I’m using the All in One SEO plugin for my site. The extra fields and options it supplies seem like they could be handled via a theme, possibly negating the use for a plugin.
Should SEO considerations be handled by a theme, rather than delegating the work to a separate plugin? It could reduce maintenance issues, takes up less space, and be more integrated.
Ideally, SEO should always be handled by the theme. Actually, most plug-in behavior that impacts the front-end of a site should be handled by the theme. Plug-ins like All in One SEO are quick solutions for people who don’t want to invest the time required to re-code a theme they built, downloaded from a free site, or purchased from another developer.

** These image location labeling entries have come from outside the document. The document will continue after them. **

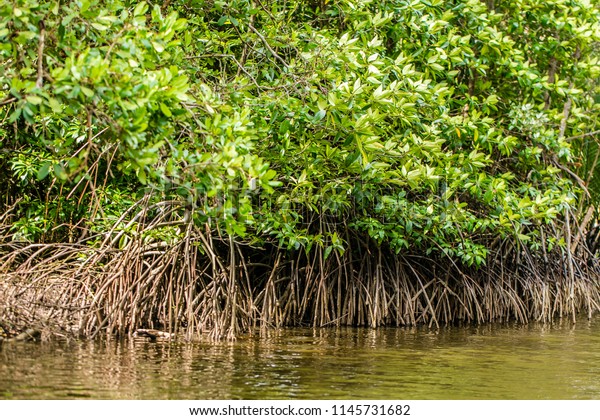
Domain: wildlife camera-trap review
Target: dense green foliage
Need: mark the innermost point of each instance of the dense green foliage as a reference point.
(430, 126)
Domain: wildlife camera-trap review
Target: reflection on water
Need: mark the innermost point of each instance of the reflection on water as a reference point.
(486, 362)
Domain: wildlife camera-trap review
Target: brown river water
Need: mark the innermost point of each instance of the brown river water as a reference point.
(560, 361)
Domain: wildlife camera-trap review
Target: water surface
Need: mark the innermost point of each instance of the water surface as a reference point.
(485, 362)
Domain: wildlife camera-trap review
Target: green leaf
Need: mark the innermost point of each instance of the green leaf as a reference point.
(165, 109)
(43, 171)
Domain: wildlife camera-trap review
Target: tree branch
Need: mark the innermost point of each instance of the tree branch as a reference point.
(40, 80)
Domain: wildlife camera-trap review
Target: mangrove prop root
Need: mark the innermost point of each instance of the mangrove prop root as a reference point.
(206, 286)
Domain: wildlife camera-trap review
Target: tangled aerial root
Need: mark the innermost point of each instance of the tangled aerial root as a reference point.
(202, 285)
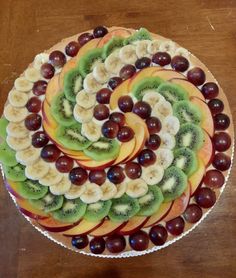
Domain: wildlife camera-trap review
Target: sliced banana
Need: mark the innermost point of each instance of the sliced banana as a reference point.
(82, 115)
(28, 156)
(85, 99)
(90, 84)
(75, 191)
(113, 63)
(109, 190)
(127, 54)
(37, 170)
(17, 99)
(164, 157)
(18, 144)
(152, 174)
(32, 74)
(91, 130)
(136, 188)
(23, 85)
(171, 124)
(15, 114)
(100, 73)
(92, 193)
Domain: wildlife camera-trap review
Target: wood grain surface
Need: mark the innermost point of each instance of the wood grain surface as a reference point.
(208, 29)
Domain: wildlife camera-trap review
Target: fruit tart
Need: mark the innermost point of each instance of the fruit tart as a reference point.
(116, 142)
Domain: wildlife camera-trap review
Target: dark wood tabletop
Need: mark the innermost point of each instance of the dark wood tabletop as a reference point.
(208, 29)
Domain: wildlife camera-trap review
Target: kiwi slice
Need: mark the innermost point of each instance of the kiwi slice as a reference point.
(71, 138)
(173, 183)
(122, 209)
(103, 149)
(73, 83)
(48, 203)
(190, 136)
(172, 92)
(89, 60)
(71, 211)
(97, 211)
(141, 34)
(7, 155)
(30, 189)
(15, 173)
(150, 202)
(62, 110)
(186, 160)
(145, 85)
(187, 112)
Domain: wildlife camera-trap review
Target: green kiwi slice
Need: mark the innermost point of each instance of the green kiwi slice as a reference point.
(122, 209)
(187, 112)
(189, 136)
(15, 173)
(97, 211)
(71, 211)
(173, 183)
(150, 202)
(30, 189)
(48, 203)
(73, 83)
(103, 149)
(62, 110)
(89, 60)
(172, 92)
(7, 155)
(145, 85)
(186, 160)
(71, 138)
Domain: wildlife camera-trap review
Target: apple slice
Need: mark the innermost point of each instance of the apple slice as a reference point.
(207, 121)
(108, 227)
(159, 215)
(133, 225)
(192, 90)
(179, 205)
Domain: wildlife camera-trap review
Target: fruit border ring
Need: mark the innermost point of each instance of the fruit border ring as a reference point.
(116, 142)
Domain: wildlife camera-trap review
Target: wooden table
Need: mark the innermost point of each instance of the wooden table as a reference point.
(208, 29)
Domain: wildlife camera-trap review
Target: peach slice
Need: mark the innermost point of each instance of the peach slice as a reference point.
(196, 178)
(207, 121)
(192, 90)
(159, 215)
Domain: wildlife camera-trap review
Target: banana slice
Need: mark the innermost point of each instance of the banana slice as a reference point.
(121, 189)
(17, 99)
(92, 193)
(164, 157)
(37, 170)
(82, 115)
(18, 144)
(167, 140)
(32, 74)
(100, 73)
(91, 130)
(152, 97)
(171, 124)
(109, 190)
(62, 187)
(90, 84)
(15, 114)
(75, 191)
(152, 174)
(28, 156)
(23, 85)
(136, 188)
(85, 100)
(113, 63)
(127, 54)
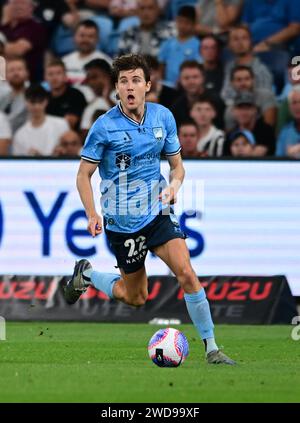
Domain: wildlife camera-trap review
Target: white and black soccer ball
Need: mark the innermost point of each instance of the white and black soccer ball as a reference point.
(168, 348)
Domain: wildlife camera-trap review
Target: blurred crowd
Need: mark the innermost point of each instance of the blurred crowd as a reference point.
(229, 70)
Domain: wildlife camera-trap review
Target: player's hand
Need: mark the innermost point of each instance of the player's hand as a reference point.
(168, 195)
(95, 225)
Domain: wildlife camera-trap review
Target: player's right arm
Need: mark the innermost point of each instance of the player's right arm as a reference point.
(84, 186)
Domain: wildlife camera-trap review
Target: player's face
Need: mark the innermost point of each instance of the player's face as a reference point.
(132, 88)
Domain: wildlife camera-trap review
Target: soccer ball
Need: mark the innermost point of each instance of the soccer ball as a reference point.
(168, 348)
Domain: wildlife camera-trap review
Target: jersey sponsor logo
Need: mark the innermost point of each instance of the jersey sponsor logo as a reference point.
(123, 161)
(158, 133)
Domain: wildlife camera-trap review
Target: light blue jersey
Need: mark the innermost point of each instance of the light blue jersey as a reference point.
(128, 154)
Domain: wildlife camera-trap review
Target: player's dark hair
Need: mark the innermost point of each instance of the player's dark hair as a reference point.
(36, 93)
(239, 68)
(88, 23)
(100, 64)
(188, 12)
(188, 64)
(130, 62)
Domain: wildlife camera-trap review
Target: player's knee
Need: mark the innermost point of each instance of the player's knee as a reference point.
(187, 278)
(136, 300)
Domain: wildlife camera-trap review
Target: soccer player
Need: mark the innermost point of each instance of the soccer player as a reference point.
(125, 144)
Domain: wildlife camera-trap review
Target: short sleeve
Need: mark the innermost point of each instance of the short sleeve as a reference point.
(172, 144)
(95, 143)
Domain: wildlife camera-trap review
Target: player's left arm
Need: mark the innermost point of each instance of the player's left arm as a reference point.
(177, 172)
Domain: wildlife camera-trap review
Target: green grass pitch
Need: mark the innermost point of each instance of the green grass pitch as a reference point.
(106, 363)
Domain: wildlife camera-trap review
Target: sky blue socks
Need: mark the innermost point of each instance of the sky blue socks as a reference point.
(102, 281)
(199, 311)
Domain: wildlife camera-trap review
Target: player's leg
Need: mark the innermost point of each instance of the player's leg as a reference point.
(129, 288)
(176, 255)
(132, 289)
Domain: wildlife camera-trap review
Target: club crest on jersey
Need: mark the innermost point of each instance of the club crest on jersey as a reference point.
(123, 161)
(158, 133)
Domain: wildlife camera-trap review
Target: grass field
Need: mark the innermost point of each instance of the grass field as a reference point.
(90, 362)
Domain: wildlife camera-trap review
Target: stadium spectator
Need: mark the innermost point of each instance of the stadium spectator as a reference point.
(242, 79)
(210, 139)
(288, 143)
(122, 8)
(2, 46)
(184, 46)
(49, 13)
(64, 100)
(159, 92)
(99, 80)
(284, 114)
(240, 45)
(247, 117)
(217, 16)
(26, 37)
(148, 36)
(188, 137)
(241, 144)
(210, 51)
(41, 133)
(5, 135)
(275, 28)
(12, 100)
(293, 77)
(80, 10)
(86, 38)
(69, 145)
(192, 81)
(273, 23)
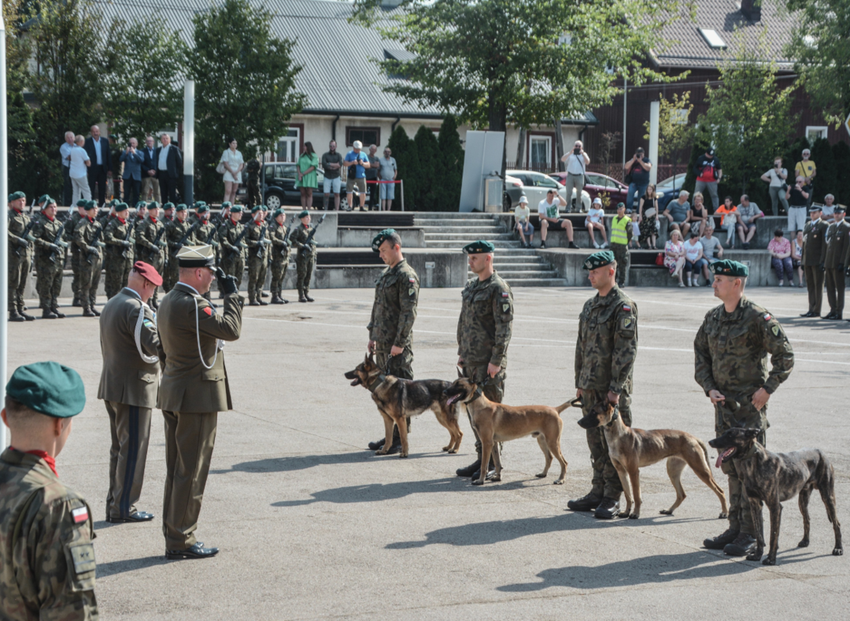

Putting the functionality in the theme itself gives you more control, makes WordPress faster, and means you don’t need to worry about upgrades potentially breaking your site if they introduce new bugs that conflict with other systems you’re using.
In response to EAMann:
If you DON’T use a plugin, you potentially risk the complete loss of functionality when you change your theme. If you use AIO, or Headspace, you can change your themes without fear of losing your valuable title and description tags that you so carefully (hopefully) created.
They also save the meta data in a unique custom field, such as
_aiodescription
so that other plugins won’t step on its toes. Most custom themes with SEO meta panels added in store the value with a genericdescription
post meta key that can get weird if other plugins use the same key.Here’s an answer from a slightly different perspective.
Personally, I would love it if the theme handled all of the SEO issues itself, instead of an external plugin. But whenever I build a custom theme for a client, I include the All in One SEO plugin even though my theme is already packed with SEO goodness.
The reason is because my clients aren’t always tech- or SEO-savvy. Having the ability to change title formats across pages, or meta description tags on each page, is something they want (even though not many actually use it in practice). It also saves me the work of adding custom fields to the WP admin to surface this kind of functionality, which is really nice.
(There’s also the peace of mind it gives to certain clients. Completely perceptual, but hey.)
The Google XML Sitemaps plugin, on the other hand… that’s one piece of functionality I wish was bundled with the WordPress core.